孙有禄一手掐着她脖子,另一只手伸到下面解自己裤子,眼中闪烁着淫邪疯狂的光。
满月说不出话来,只死死瞪着他,眼中满是恨意和绝望。
突然院墙另一边有人轻轻道:“满月姑娘?”
孙有禄一惊,差点当场萎下去。
他屏声敛息,不敢再发出一点声音。
那边半晌没听到回话,却并没放弃,似乎用指节敲了敲墙,又问了一句:“满月姑娘?”
孙有禄没办法,只得掏出方才那柄尖刀抵在满月脖子上,掐在她脖子上的手也稍稍放开了一些。
“若一个字不对,我立刻动手!”他在满月耳边悄声威胁。
满月先咳了几声,才低声应了:“云公子,是我。”
她没有叫阿峤哥哥,而是恢复了之前的称呼,语气冷淡疏离。
那边似乎有些意外,隔了一会儿才道:“你在哭?”
满月确实在哭。
被刀子威胁的时候她没哭,被这个猥琐恶心的男人压在身下的时候她没哭,甚至初七命悬一线的时候她也没时间哭,此刻听到云峤的声音,她却默默流了泪。
孙有禄刀子警告性地往里压了压,一阵刺痛传来,她瑟缩了一下,只感觉到一股热流顺着脖子蜿蜒下去。
“我想我爹了……”满月稳了稳心神,努力让自己声音听起来不要发抖:“夜深露重,云公子还是快回房歇息吧。”
话音刚落,她便感觉到脖颈微微一松,显然孙有禄对她的回答很是满意。
云峤“嗯”了一声:“方才似乎响了几个闷雷,我怕下雨,出来看看花怎样了。”
满月道:“云公子不必担心,蔷薇不怕雨水,越浇越长得好。”
说完这句话,她的心几乎快跳出来,听天由命地闭上了眼睛,手心全是冷汗。
云峤院中是一株百合,她故意说成蔷薇,那边肯定知道不对,但问题是,云峤能明白她现在的处境和危险吗?
如果他发现不对立时喝破,孙有禄恼羞成怒,手下刀子一抹,就算他下一刻便跳墙来救,也于事无补。

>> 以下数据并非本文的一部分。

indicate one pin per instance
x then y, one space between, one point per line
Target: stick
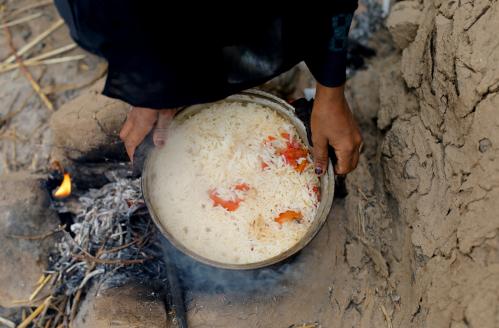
21 20
36 59
39 288
26 72
91 258
51 61
7 323
28 7
35 313
33 42
37 237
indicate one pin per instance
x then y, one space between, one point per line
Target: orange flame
64 190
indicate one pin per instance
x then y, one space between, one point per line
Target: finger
127 127
320 155
134 138
355 159
344 163
161 130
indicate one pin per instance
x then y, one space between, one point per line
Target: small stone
484 145
131 305
24 211
87 128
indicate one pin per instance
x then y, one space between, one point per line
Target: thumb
320 155
161 130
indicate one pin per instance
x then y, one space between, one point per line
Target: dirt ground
415 243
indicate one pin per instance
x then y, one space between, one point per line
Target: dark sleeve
327 53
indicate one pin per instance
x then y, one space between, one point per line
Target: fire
64 190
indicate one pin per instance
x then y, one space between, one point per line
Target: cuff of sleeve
329 71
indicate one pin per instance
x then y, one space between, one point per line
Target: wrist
331 99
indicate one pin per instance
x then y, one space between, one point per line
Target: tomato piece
285 135
301 167
229 205
288 216
242 187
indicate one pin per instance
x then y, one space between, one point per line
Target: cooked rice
217 150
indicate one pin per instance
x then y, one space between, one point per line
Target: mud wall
424 204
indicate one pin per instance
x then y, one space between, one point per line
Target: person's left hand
332 123
140 121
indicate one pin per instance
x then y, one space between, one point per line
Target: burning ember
64 190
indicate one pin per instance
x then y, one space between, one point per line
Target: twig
387 317
90 276
42 236
5 120
39 288
35 313
7 323
33 42
33 62
18 11
26 72
21 20
90 258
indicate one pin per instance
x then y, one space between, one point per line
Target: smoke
201 278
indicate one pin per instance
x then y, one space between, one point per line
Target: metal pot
326 181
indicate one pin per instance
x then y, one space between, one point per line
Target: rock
24 211
403 22
395 99
131 305
87 128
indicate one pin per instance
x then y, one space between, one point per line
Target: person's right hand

满月知道自己在冒险,但她也只能冒这个险,这已经是唯一的机会。
错过这个机会,被孙有禄得了手,她宁愿去死。
云峤那边却没有任何讶异,只淡淡道:“原来是这样,多谢满月姑娘告知。”
语气自然得满月自己都要怀疑,是不是记错了,其实当初她种的真是一株蔷薇?
说完那句话,院墙那边脚步声便渐渐远去,显然云峤已经离开。
孙有禄得意地狞笑着,捡起地上的破布再度塞进满月嘴里,担心在外面又被谁听见,拖着她便进了屋。

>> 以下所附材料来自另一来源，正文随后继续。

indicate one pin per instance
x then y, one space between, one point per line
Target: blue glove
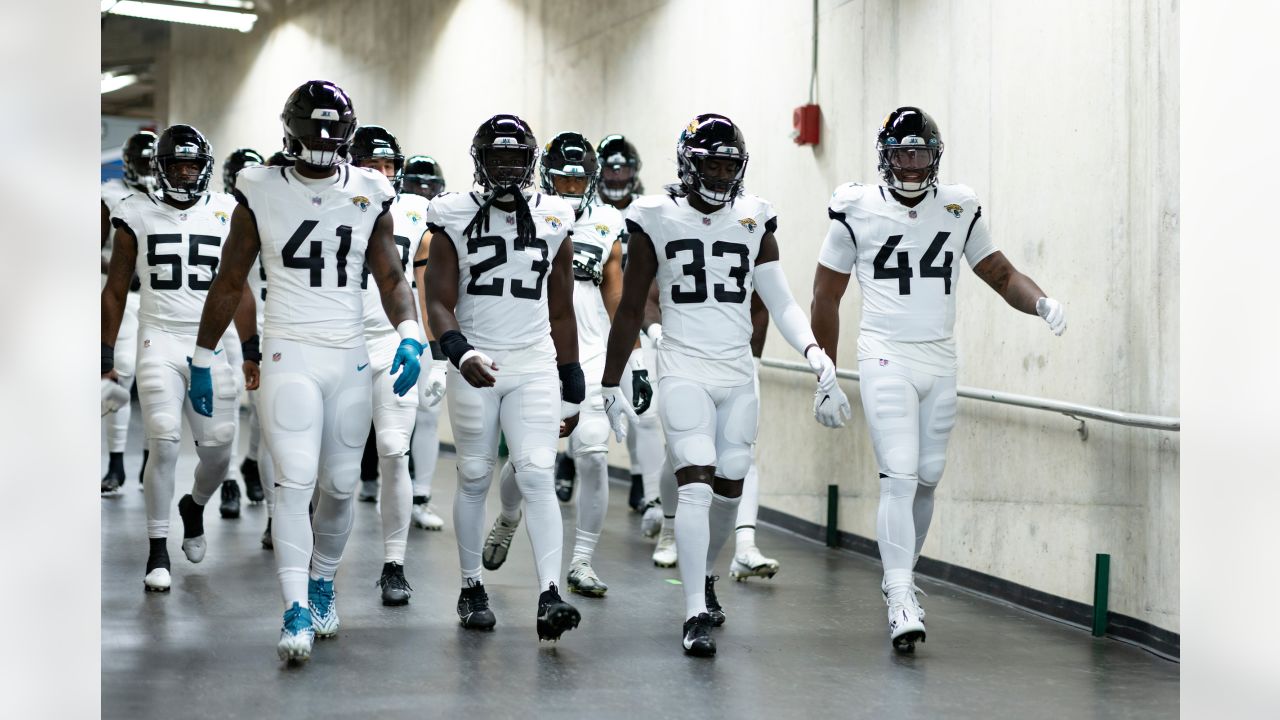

初七小小的身子还无声无息躺在卧房门口,孙有禄看了一眼便不再在意——方才在院子里,少女在月色下默默流着血和泪,绝望无依的凄惨模样非但没引发他的良知,反倒让他身上某个部位胀痛不已,此刻他早已急不可耐,将满月往桌上一推,便“撕拉”一声扯去了她的外衣。
还没来得及做更多动作,突然一只铁铸般的大手拧住他脖子,重重往后一扔。
与此同时,外面街上突然传来一声大喝:“快来人啊,霍家进贼了!”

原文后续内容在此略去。